Setka wypucowanych, specjalnie przystrojonych aut wyjechała w środę na ulice Poznania. Głośne trąbienie zapowiadało z daleka nadjeżdżający sznur samochodów, a kierowcy pozdrawiali mieszkańców miasta biało-czerwonymi flagami. - Chcemy odczarować sposób organizacji tego typu imprez - mówi organizator parady kabrioletów.
100 kabrioletów, bo w tym roku wypada okrągłe 100-lecie niepodległości Polski.
- Zależy nam na tym, żeby trochę odczarować sposób organizacji tego typu imprez, stąd niestandardowa forma. A że kabriolety i auta otwarte kojarzą się z wolnością, to można uświetnić święto - tłumaczy Arkadiusz Szczepański z Cabrio Poland.
I zabytkowe, i te najnowsze
Poznańską paradę kabrioletów otworzył rolls-royce Silver Ghost z 1907 roku. Tuż za nim ruszyło 99 innych, ale równie wyjątkowych samochodów, bez stałego dachu.
Mercedesy, volkswageny, ale też fiat 126p - w paradzie brały udział auta rozmaitych marek.
- Od aut "cywilnych", którymi właściciele jeżdżą na co dzień, po takie, które pojawiają się raz na jakiś czas na naszych drogach - mówi Szczepański.

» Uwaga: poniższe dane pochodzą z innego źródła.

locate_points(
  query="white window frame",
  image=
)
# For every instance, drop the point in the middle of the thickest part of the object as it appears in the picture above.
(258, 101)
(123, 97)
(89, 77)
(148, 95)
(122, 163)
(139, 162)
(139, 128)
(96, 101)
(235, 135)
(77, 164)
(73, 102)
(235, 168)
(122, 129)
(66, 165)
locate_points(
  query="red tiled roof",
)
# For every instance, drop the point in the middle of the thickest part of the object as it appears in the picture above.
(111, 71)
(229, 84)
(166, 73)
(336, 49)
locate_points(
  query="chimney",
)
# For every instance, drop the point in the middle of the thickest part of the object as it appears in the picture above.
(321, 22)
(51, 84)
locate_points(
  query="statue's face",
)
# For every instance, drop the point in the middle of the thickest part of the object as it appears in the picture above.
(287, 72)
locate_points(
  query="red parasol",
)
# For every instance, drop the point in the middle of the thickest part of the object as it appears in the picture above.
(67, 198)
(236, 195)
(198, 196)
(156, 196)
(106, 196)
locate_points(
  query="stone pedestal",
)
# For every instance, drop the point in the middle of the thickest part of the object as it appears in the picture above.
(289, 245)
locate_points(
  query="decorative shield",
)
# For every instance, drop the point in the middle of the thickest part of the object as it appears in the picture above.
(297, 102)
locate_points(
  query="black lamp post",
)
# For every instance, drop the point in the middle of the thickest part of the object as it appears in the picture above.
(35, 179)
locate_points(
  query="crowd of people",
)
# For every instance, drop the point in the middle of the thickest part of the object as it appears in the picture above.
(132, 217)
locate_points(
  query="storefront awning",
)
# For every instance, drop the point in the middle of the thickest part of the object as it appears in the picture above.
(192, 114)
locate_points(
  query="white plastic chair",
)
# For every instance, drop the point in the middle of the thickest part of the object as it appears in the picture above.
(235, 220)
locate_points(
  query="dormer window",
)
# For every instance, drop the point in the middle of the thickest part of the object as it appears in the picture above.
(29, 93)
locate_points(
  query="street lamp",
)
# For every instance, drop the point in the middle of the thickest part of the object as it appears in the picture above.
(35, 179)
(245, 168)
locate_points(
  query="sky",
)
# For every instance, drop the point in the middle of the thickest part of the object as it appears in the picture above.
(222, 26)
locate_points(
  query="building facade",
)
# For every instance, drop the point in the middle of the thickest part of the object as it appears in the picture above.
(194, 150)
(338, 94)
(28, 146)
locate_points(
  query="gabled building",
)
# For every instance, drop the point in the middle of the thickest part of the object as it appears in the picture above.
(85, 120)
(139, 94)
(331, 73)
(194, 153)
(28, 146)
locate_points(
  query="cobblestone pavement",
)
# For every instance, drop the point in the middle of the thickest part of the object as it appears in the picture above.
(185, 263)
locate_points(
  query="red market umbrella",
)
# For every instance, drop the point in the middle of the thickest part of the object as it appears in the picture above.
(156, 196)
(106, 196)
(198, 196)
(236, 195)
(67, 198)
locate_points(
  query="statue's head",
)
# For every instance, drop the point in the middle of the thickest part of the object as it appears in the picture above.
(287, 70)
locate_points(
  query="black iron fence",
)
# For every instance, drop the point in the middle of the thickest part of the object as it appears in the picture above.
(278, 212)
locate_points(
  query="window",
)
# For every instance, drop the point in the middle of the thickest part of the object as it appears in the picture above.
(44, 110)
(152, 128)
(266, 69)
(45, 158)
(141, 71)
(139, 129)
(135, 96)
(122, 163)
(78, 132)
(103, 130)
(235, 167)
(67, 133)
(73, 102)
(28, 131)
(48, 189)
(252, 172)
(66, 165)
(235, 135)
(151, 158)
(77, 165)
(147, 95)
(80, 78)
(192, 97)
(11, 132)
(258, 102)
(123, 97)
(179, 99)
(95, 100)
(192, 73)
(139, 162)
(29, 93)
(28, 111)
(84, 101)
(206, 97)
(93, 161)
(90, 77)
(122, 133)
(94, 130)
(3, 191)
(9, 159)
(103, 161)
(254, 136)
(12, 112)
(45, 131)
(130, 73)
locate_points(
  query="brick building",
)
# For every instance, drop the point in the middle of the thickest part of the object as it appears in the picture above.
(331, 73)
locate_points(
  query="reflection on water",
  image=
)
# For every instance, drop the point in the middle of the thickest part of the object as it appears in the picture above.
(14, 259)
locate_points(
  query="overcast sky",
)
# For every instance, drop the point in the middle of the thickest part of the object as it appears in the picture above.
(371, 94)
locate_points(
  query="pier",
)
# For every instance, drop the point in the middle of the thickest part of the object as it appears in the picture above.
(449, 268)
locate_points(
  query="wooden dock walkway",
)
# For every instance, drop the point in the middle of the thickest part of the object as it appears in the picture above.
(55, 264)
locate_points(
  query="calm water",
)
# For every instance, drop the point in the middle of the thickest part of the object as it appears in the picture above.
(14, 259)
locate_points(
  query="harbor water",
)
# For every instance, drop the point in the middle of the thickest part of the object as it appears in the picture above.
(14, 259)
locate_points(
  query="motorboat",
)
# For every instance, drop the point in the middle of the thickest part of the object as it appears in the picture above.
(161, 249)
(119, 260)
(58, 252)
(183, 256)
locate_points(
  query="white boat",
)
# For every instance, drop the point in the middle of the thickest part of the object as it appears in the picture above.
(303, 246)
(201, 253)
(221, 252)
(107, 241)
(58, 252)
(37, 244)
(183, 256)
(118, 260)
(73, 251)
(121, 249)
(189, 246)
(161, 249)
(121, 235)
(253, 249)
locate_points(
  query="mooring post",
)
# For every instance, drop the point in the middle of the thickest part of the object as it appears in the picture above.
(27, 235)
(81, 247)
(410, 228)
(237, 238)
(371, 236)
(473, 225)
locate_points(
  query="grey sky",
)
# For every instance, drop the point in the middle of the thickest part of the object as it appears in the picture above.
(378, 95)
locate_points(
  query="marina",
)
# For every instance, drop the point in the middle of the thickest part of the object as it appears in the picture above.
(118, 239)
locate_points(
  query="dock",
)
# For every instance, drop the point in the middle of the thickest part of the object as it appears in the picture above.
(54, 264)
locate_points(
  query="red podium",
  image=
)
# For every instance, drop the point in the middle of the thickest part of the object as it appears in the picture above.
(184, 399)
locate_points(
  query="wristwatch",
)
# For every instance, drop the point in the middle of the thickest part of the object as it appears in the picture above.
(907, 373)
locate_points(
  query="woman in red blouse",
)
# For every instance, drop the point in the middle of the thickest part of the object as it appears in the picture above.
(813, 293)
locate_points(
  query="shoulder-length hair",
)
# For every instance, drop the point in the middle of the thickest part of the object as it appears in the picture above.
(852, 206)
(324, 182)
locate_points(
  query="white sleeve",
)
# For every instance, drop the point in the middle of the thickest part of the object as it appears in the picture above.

Parada kabrioletów oficjalnie zainaugurowała wielkopolskie obchody 100-lecia odzyskania niepodległości i wybuchu powstania wielkopolskiego. Rzecznik wojewody Tomasz Stube potwierdził, że pomysł, by wiązać kabriolety z rocznicą niepodległości, nie jest przypadkowy. Jak stwierdził, "auta bez dachu w sposób szczególny kojarzą się z wolnością".